Beth Colleton, the N.F.L.’s director for community ventures, worked for a month at a World Vision service area in Ethiopia. One day, she saw a boy in the village wearing a Green Bay Packers 1998 Super Bowl champions T-shirt.

Ms. Colleton might have been the only person in the village to do a double take. The Denver Broncos were the 1998 Super Bowl champions.

After she returned home, she watched a documentary about Romanian orphans. One of them was wearing a Buffalo Bills Super Bowl champions T-shirt. “I almost fell out of my chair,” she said.

The Bills, losers of four consecutive Super Bowls in the 1990s, at least have a following in Romania. Some of their Super Bowl champions T-shirts were relegated to a trash heap in Tampa, Fla.

In the final seconds of the 1991 Super Bowl at Tampa Stadium, Buffalo place-kicker Scott Norwood lined up for a potential 47-yard game-winning field goal against the Giants. Eddie White, a Reebok vice president, ran onto the field with an armful of Bills championship shirts.

He had to position himself to get a shirt to Buffalo’s best players after the field goal was converted. But Norwood’s kick drifted right, and Mr. White did a 180-degree turn, sprinting from the field and tossing the shirts in the closest trash bin.

He talked about such moments as if he were a coach deconstructing a memorable fourth-down play. “We need to have a game plan just like the teams do,” he said.

Ten days ago, Reebok printed 288 championship T-shirts and caps each for the Indianapolis Colts and for the Chicago Bears, participants in this year’s Super Bowl. The gear was driven by van to Dolphin Stadium on Monday and presented to the N.F.L.

“Don’t worry,” Mr. White said. “It’s protected as well as Elizabeth Taylor’s diamonds.”

He is referring, of course, to $20 T-shirts and $30 caps. But to players and coaches, these are cotton-and-polyester trophies, the first of many tangible rewards they receive upon winning the Super Bowl.

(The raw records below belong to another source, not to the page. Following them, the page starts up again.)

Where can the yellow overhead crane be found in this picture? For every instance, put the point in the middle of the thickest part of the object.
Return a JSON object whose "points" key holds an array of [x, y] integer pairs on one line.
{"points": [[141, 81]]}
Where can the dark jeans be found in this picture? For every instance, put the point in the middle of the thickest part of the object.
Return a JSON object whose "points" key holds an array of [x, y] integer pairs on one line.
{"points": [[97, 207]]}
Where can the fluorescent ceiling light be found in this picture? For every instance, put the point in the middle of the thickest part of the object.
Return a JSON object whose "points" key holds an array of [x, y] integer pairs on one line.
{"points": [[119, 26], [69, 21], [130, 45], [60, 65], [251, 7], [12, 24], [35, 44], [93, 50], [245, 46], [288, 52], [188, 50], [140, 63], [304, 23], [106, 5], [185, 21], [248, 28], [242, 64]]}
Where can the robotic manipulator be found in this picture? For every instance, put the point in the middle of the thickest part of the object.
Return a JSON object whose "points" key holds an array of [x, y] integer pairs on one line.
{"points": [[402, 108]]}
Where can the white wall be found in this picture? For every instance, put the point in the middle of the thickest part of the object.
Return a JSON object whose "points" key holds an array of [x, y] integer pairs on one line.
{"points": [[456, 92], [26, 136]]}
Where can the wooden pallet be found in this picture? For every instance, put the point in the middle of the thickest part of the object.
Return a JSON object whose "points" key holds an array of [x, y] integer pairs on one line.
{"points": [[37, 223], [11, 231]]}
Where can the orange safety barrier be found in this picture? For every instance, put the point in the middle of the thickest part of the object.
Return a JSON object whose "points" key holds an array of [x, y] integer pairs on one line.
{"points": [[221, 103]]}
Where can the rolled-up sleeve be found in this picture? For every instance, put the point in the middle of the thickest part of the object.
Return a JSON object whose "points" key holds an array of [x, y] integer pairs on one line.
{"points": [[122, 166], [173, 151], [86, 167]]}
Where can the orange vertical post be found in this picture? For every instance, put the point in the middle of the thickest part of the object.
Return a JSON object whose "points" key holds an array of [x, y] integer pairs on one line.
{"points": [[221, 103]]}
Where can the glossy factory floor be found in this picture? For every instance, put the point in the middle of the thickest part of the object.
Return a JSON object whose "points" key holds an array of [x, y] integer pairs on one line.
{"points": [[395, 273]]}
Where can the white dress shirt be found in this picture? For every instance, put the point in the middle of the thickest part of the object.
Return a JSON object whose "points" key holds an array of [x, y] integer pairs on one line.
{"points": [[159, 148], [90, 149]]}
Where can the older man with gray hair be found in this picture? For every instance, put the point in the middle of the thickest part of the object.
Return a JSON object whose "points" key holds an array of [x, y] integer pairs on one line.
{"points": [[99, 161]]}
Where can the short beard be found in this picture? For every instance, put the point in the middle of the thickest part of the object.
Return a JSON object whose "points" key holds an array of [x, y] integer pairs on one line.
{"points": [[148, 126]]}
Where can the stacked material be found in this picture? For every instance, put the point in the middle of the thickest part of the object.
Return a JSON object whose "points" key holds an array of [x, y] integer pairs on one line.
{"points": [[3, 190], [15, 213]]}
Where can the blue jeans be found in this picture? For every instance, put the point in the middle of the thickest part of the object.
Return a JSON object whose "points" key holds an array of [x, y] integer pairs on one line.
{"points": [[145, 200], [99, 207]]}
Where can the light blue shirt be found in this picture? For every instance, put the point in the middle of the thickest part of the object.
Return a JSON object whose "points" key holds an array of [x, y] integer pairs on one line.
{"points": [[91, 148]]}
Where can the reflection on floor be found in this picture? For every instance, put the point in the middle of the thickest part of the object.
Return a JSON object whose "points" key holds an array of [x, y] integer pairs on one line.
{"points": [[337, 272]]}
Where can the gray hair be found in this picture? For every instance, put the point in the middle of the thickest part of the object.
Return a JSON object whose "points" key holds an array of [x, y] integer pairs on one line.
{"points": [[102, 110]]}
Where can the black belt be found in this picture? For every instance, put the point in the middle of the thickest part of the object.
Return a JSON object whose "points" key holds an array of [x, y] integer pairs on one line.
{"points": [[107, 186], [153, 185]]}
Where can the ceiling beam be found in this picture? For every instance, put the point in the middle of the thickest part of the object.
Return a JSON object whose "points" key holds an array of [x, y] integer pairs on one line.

When Green Bay beat New England in the 1997 Super Bowl, and the defensive coordinator Fritz Shurmur saw his shirt and cap for the first time, he started to cry. “I’ve waited my whole life for that shirt and that hat,” he said.

Distribution is a science. Twelve employees from Reebok and the N.F.L. huddle midway through the fourth quarter and handicap the game. If the score is lopsided, they stalk the sideline of the winning team, keeping the boxes out of sight.

But if the game is close, half the group goes to one side and half goes to the other. Each employee is assigned a star player to outfit. If the Colts win, for instance, someone immediately has to get a shirt and cap to quarterback Peyton Manning. If the Bears win, someone has to find linebacker Brian Urlacher.

This can be a difficult job, dodging joyous 300-pound linemen. But the advertising potential is priceless. Once the scoreboard clock hits 00:00, clothing manufacturers around the country start churning out championship merchandise. If Manning is seen wearing a T-shirt Sunday night, it will be flying off shelves in Indianapolis by Monday.

For the past 20 years, the shirts and caps have become as much a part of championship games as the coaches’ Gatorade showers. At the end of the World Series, the N.B.A. finals and the Final Four, all the winners get to celebrate in fresh threads.

The losers, meanwhile, trudge back to their locker room in sweaty jerseys. Major League Baseball destroys the clothing that was made for its runners-up. The N.B.A. donates it to an overseas charity. And the N.F.L. sends it to a place far away.

There, and only there, the losers get to be winners.